Tal vez fuese en las clases donde mejor se notaba. David Viñas hablaba para los alumnos, les hablaba a los alumnos.
Pero también, al mismo tiempo, hablaba con otros, o hablaba contra otros, para ser más exacto. A esa dimensión más evidente y tangencial, la de los interlocutores concretos que estábamos ahí presentes, se agregaba muy a menudo otra, fantasmal, conjetural, pero no menos intensa (y llegado el caso, más intensa), que era la de los interlocutores imaginados a los que Viñas se dirigía. Y que podían ser, por ejemplo, Pino Solanas (corría el año 1986, y El exilio de Gardel se estaba dando en los cines) o Tomás Eloy Martínez (promediaban los noventa y acababa de aparecer Santa Evita); pero también Domingo Faustino Sarmiento (por las posiciones asumidas en Conflicto y armonías de las razas en América en 1883) o bien Miguel Cané (por ser el inspirador de la Ley de Residencia en 1902).
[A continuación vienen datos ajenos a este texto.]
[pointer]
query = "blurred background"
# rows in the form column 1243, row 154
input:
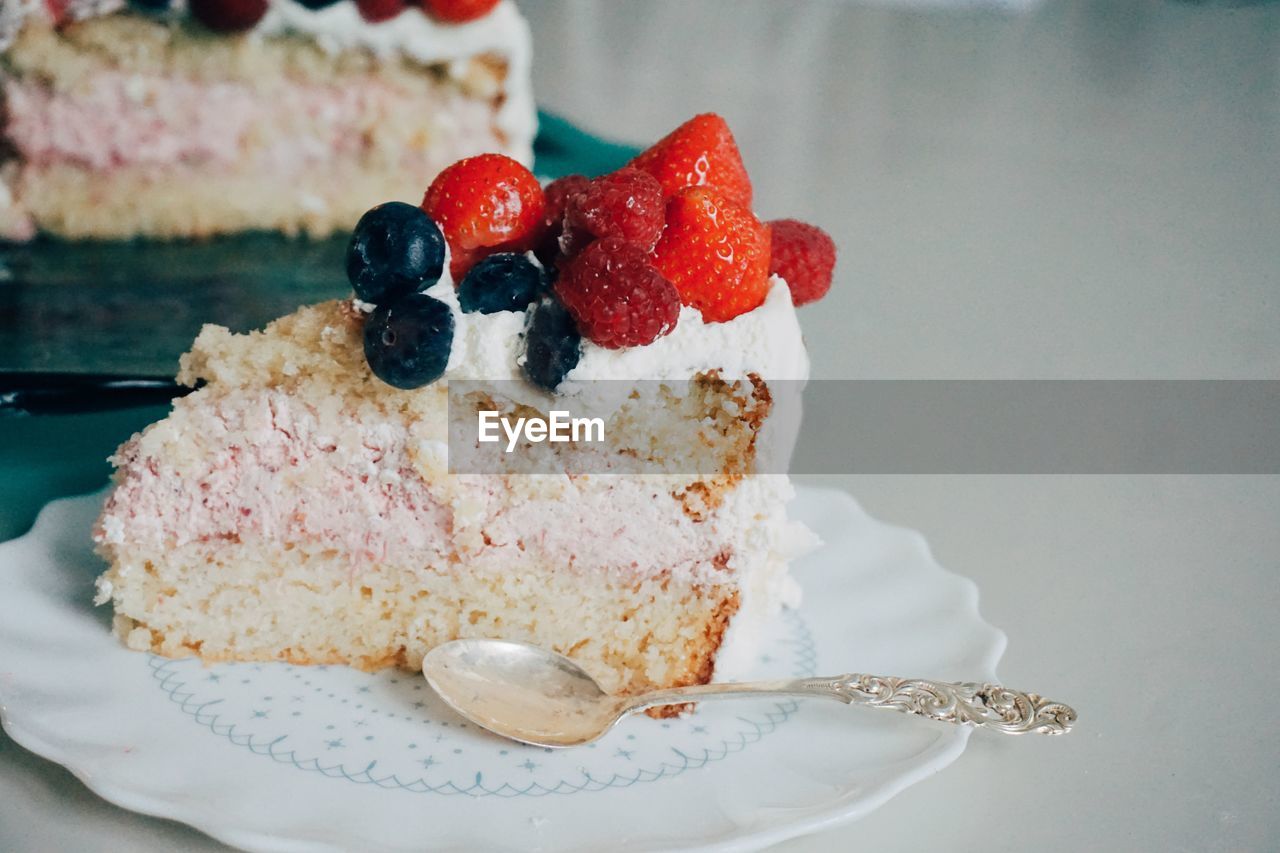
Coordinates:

Para Viñas la posibilidad de decir era inseparable de ese decir-contra, o de ese decir-en-contra-de, que podía perfectamente transportarse en el tiempo y montarse, como puesta en escena de una discusión visceral, en cruces de épocas y coyunturas. Por supuesto que había en eso mucho de pose y de gestualidad, como toca a cualquier puesta en escena, y mucho de efectos retóricos también; pero no en el sentido de algún eventual falseamiento, sino justamente al revés: bajo esa clase de determinación por la cual las poses y los gestos no son sino verdad, y los efectos retóricos no existen sino para producir verdad.
Pero sería reductivo resaltar en David Viñas al iracundo polemista sin más. Porque no se trataba, nunca se trató, de la beligerancia fácil de un mero compadreo crítico, sino de una premisa intelectual más radical y más potente: la que supone que las ideas deben surgir siempre en fricción con otras ideas.